Of course, there have been other new things over the years, each of which has become the work of a new class of environmental lawyers. I started in the 1980’s with toxic tort cases, in which we spent thousands of hours defending cases based on doubtful or non-existent causation claims – cases no rational plaintiffs’ lawyer would file today. And along the way there were electromagnetic field claims, which never sparked to life; asbestos, the litigation tsunami that is not considered an “environmental” issue because it is grounded in state tort law, but which has employed vast numbers of environmental lawyers over the years; MTBE cases, which changed ordinary gas tank leaks into multi-million dollar litigation; and in California, Proposition 65 cases, which are a special California blend of environmentalism and economic waste.
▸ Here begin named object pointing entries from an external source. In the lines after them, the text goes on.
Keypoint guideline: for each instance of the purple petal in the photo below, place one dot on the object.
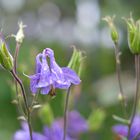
(45, 90)
(135, 129)
(71, 76)
(21, 135)
(33, 82)
(121, 130)
(45, 74)
(38, 63)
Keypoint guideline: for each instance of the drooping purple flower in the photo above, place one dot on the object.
(76, 124)
(23, 134)
(122, 130)
(55, 133)
(49, 75)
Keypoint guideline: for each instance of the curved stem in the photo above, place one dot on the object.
(25, 101)
(118, 71)
(137, 69)
(65, 113)
(15, 69)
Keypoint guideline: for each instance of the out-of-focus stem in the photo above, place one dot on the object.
(65, 113)
(137, 69)
(18, 45)
(118, 71)
(25, 101)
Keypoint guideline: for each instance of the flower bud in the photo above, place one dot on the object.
(113, 30)
(46, 114)
(20, 34)
(133, 29)
(6, 60)
(75, 62)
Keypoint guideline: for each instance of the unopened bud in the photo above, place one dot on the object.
(6, 59)
(20, 34)
(113, 30)
(133, 29)
(75, 62)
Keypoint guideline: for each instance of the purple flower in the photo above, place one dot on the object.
(49, 75)
(55, 133)
(23, 134)
(76, 124)
(122, 130)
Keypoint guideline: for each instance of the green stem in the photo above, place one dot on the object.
(25, 101)
(65, 113)
(118, 71)
(137, 69)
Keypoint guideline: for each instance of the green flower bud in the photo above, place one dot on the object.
(113, 30)
(6, 60)
(133, 29)
(46, 114)
(75, 62)
(20, 34)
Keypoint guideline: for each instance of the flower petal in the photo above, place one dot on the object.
(33, 82)
(45, 90)
(71, 76)
(38, 63)
(45, 74)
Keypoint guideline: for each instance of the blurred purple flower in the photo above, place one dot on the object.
(76, 124)
(122, 130)
(55, 133)
(49, 75)
(23, 134)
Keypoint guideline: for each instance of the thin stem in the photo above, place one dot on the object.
(118, 71)
(16, 56)
(137, 69)
(15, 69)
(25, 101)
(65, 113)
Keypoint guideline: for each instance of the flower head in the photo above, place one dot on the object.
(49, 75)
(122, 130)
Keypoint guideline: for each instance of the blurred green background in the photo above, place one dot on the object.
(58, 24)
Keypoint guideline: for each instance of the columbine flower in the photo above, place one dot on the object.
(49, 75)
(122, 130)
(23, 134)
(76, 124)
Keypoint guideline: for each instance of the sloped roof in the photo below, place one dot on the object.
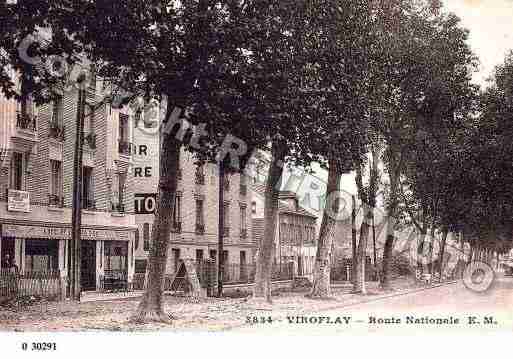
(259, 190)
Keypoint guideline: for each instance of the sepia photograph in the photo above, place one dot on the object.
(225, 169)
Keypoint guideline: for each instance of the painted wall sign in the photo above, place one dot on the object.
(18, 201)
(145, 203)
(35, 232)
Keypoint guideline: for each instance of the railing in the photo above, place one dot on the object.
(124, 147)
(26, 121)
(55, 200)
(206, 271)
(88, 203)
(200, 228)
(90, 139)
(45, 284)
(138, 281)
(57, 131)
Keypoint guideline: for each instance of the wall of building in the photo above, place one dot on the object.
(39, 150)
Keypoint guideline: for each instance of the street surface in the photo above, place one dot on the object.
(450, 307)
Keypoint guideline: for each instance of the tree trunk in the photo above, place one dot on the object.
(389, 241)
(151, 307)
(354, 261)
(321, 276)
(266, 248)
(431, 248)
(442, 253)
(359, 286)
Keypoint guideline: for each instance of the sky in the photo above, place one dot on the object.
(491, 36)
(490, 23)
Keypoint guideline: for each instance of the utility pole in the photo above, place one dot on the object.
(374, 241)
(220, 246)
(76, 216)
(353, 238)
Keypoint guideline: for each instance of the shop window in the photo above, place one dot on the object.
(116, 254)
(41, 255)
(146, 236)
(176, 258)
(200, 220)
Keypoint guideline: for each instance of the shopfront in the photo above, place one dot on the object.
(39, 249)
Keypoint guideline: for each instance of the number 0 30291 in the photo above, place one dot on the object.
(50, 346)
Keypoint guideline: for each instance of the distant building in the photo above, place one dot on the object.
(36, 187)
(296, 232)
(196, 219)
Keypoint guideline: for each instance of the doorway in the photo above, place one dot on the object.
(7, 254)
(88, 265)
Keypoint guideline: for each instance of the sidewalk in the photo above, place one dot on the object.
(192, 314)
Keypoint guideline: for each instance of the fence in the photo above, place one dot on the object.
(206, 271)
(342, 271)
(14, 285)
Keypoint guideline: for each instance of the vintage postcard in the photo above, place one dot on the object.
(255, 167)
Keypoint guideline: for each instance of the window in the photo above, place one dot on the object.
(200, 220)
(213, 254)
(55, 198)
(87, 188)
(137, 117)
(243, 186)
(123, 127)
(124, 145)
(16, 171)
(226, 218)
(199, 255)
(200, 175)
(146, 236)
(116, 255)
(118, 192)
(136, 235)
(41, 255)
(57, 111)
(176, 258)
(121, 191)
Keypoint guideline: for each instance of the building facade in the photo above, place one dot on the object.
(296, 239)
(195, 232)
(36, 188)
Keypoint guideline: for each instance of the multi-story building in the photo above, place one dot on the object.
(295, 233)
(36, 187)
(195, 232)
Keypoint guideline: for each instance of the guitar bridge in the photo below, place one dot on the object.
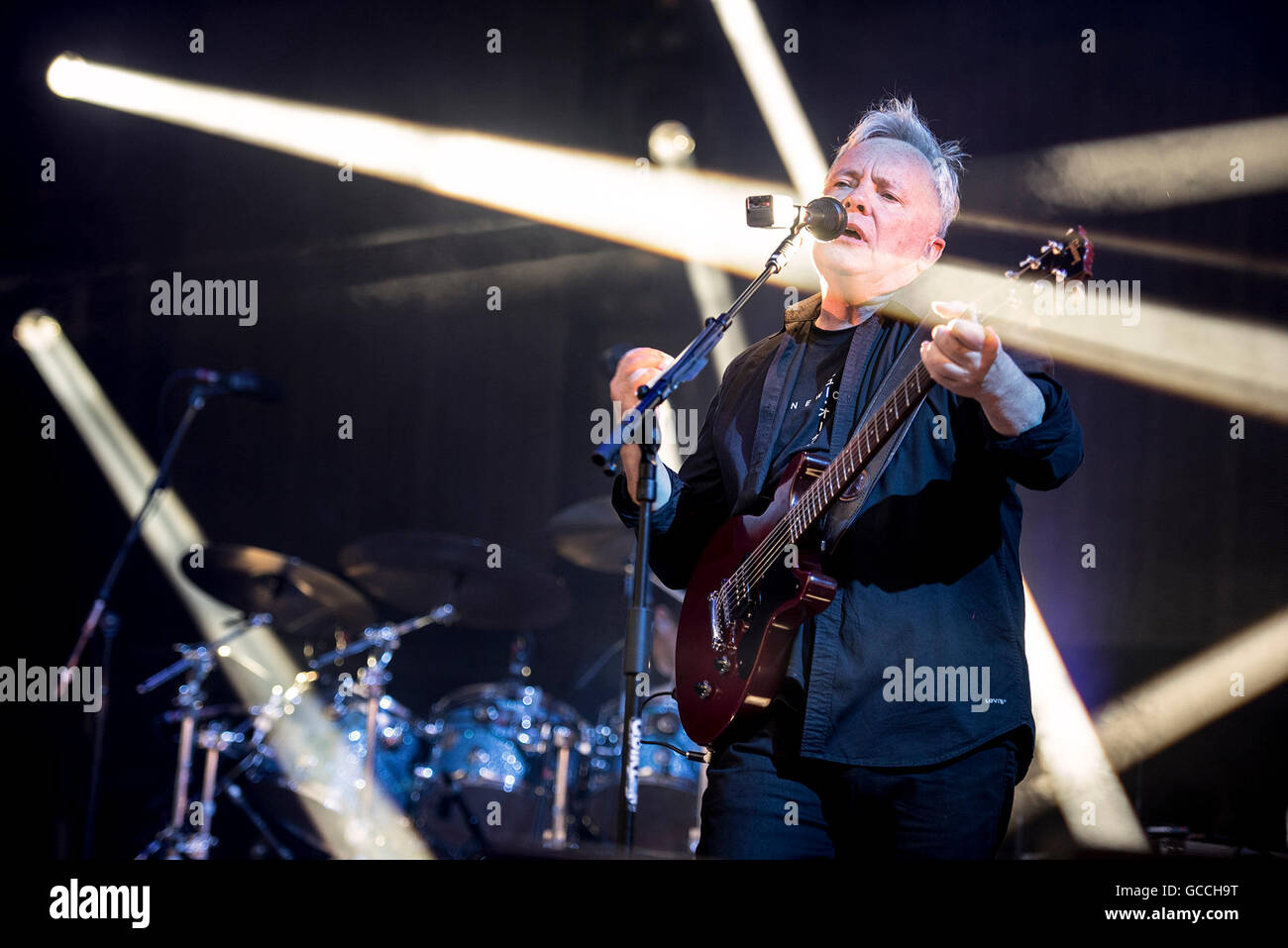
(717, 622)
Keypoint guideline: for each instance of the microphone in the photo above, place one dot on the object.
(823, 217)
(243, 381)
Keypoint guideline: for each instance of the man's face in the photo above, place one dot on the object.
(893, 207)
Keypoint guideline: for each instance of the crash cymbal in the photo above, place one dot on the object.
(591, 535)
(417, 572)
(304, 600)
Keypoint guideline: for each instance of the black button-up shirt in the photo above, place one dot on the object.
(919, 657)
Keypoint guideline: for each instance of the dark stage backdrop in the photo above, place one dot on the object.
(374, 304)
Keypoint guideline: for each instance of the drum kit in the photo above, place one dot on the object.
(496, 743)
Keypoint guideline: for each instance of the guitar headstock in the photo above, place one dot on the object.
(1067, 260)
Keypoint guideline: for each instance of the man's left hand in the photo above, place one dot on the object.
(961, 353)
(967, 360)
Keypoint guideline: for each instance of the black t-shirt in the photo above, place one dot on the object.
(807, 423)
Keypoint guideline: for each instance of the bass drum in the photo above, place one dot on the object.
(502, 772)
(670, 785)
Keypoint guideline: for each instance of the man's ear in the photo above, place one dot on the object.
(930, 254)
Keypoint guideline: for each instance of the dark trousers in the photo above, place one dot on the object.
(764, 801)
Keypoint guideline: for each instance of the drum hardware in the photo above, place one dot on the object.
(198, 661)
(386, 636)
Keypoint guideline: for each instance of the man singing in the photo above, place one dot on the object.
(851, 759)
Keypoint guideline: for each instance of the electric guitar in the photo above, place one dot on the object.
(760, 576)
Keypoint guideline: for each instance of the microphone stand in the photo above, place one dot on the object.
(630, 430)
(99, 617)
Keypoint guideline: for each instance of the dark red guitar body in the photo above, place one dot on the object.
(716, 685)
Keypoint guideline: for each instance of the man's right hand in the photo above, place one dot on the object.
(638, 368)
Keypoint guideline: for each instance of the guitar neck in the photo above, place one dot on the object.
(859, 451)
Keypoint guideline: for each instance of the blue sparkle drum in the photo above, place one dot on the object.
(507, 758)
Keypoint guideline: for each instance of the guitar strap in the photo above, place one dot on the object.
(845, 509)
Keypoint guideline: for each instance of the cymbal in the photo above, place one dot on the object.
(420, 571)
(591, 535)
(304, 600)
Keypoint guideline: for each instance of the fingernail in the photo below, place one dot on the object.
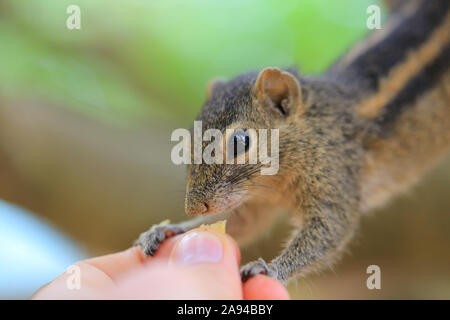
(197, 247)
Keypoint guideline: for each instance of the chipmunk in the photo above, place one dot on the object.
(349, 140)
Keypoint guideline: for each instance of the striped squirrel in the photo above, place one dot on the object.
(349, 141)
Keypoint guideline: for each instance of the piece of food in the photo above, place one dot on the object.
(219, 226)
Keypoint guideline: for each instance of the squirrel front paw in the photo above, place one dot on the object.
(149, 241)
(259, 266)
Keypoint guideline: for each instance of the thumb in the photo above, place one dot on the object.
(213, 259)
(203, 264)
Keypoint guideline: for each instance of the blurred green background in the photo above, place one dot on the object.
(86, 117)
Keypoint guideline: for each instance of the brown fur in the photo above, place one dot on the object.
(346, 146)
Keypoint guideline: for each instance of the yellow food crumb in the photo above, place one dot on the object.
(219, 225)
(165, 222)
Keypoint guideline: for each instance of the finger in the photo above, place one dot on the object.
(202, 265)
(262, 287)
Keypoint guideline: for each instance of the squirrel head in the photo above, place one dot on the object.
(255, 100)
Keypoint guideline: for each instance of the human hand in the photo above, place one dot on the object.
(200, 264)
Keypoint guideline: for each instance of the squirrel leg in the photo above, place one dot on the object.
(328, 225)
(150, 240)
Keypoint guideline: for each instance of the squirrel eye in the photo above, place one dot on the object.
(241, 141)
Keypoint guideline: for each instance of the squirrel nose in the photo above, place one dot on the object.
(199, 208)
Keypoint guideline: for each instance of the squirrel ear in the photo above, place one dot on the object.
(280, 90)
(213, 85)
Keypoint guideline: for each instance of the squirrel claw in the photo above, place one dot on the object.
(150, 240)
(257, 267)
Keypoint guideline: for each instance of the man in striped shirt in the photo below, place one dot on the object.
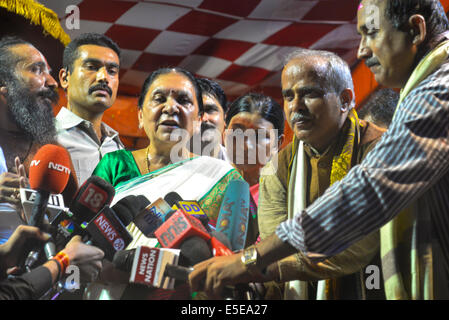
(405, 45)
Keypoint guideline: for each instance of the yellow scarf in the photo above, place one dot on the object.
(407, 267)
(341, 164)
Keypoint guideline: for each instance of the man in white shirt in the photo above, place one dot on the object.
(90, 77)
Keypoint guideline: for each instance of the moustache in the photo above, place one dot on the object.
(50, 94)
(206, 126)
(100, 87)
(300, 116)
(371, 62)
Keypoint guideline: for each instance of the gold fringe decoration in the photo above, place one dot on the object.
(40, 15)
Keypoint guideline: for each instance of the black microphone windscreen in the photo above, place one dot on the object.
(142, 201)
(127, 209)
(90, 198)
(193, 251)
(221, 237)
(172, 198)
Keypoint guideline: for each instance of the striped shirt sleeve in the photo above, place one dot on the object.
(411, 157)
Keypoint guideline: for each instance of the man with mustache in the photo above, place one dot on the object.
(401, 186)
(90, 77)
(328, 140)
(27, 95)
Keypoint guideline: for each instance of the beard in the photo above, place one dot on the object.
(33, 112)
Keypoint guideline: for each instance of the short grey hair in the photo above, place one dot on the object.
(338, 74)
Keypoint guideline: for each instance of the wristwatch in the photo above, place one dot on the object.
(249, 260)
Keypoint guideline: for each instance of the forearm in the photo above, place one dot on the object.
(351, 260)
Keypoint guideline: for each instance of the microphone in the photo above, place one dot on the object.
(191, 207)
(107, 230)
(54, 205)
(152, 216)
(179, 227)
(193, 210)
(91, 217)
(147, 265)
(234, 213)
(49, 173)
(91, 197)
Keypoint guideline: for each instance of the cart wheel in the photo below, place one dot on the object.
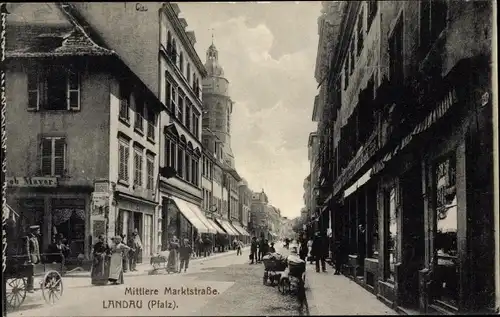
(15, 290)
(52, 287)
(286, 286)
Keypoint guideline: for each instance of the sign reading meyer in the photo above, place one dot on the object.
(31, 181)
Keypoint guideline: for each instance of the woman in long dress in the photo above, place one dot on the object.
(116, 263)
(172, 255)
(100, 264)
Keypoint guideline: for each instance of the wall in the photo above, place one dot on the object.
(86, 131)
(134, 34)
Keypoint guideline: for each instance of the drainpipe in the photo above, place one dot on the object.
(496, 217)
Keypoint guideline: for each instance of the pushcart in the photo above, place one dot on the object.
(47, 279)
(293, 280)
(273, 269)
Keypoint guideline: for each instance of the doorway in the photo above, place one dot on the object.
(413, 236)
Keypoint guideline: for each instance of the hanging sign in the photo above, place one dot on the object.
(31, 181)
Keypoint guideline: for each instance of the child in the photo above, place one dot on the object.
(184, 254)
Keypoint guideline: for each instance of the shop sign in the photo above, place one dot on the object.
(31, 181)
(356, 164)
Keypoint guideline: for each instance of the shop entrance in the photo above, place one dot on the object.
(413, 236)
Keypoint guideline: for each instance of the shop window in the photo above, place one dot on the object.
(138, 166)
(445, 244)
(392, 234)
(68, 220)
(150, 165)
(53, 156)
(123, 160)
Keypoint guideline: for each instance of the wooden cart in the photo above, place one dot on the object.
(47, 279)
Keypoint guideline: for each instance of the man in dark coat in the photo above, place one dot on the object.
(253, 250)
(319, 251)
(33, 250)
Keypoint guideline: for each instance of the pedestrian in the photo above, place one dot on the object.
(271, 248)
(33, 250)
(319, 251)
(100, 264)
(303, 250)
(184, 254)
(172, 255)
(253, 250)
(118, 250)
(309, 249)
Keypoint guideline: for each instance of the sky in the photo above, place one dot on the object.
(268, 52)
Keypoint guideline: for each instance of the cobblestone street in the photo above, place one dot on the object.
(239, 292)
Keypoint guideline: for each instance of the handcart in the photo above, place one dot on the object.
(47, 276)
(293, 279)
(273, 269)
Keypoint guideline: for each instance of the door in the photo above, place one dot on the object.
(413, 235)
(137, 224)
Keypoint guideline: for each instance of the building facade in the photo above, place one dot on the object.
(411, 105)
(91, 152)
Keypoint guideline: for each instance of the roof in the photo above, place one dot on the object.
(36, 40)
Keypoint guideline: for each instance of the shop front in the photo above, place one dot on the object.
(58, 210)
(435, 194)
(134, 214)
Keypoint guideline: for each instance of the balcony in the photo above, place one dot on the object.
(139, 123)
(151, 131)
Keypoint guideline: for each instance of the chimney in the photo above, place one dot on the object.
(191, 36)
(183, 22)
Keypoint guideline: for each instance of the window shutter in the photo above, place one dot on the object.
(33, 91)
(126, 155)
(46, 151)
(73, 90)
(59, 156)
(121, 159)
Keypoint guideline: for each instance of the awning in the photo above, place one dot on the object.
(197, 211)
(360, 182)
(225, 224)
(190, 215)
(214, 224)
(240, 229)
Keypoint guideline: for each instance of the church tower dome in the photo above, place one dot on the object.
(212, 64)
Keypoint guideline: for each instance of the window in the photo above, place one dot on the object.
(372, 10)
(196, 125)
(53, 87)
(353, 54)
(139, 113)
(180, 106)
(170, 152)
(124, 102)
(188, 116)
(181, 63)
(396, 71)
(392, 235)
(151, 119)
(123, 158)
(53, 156)
(180, 159)
(187, 160)
(138, 167)
(346, 72)
(360, 30)
(150, 165)
(433, 16)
But what is the next big thing now? There is no obvious candidate for a transformative event that will occupy the legal profession in the years to come. Asbestos litigation will either terminate soon or gradually diminish over time, and while Aviall will occupy CERCLA lawyers for a while, it is unlikely that there will be any push towards CERCLA enforcement from the Bush administration. In California, there will be CERCLA issues associated with base closings, and plaintiffs will continually add new flavors to the menu of groundwater contamination litigation, but none of these events is substantial enough to occupy a generation of new lawyers. Will they all become intellectual property lawyers instead?
There is one event that while slow to develop will eventually dwarf all other environmental issues, if we live to see it, and that is global warming. Elizabeth Kolbert’s recent three-part piece in the New Yorker discusses among other things the markets that are even now developing for global warming products and services – for example, floatable houses in the Netherlands. While the effect on lawyers is arguably one of the most trivial effects of global warming, it will be a profound effect nonetheless. Imagine California with an 80 to 100 percent chance of drought each year, as one of the experts that Kolbert cites predicts. Kolbert’s article implies that the world will be lucky not to descend into anarchy as a result of global warming. If that dire result is to be avoided, environmental lawyers will be very busy.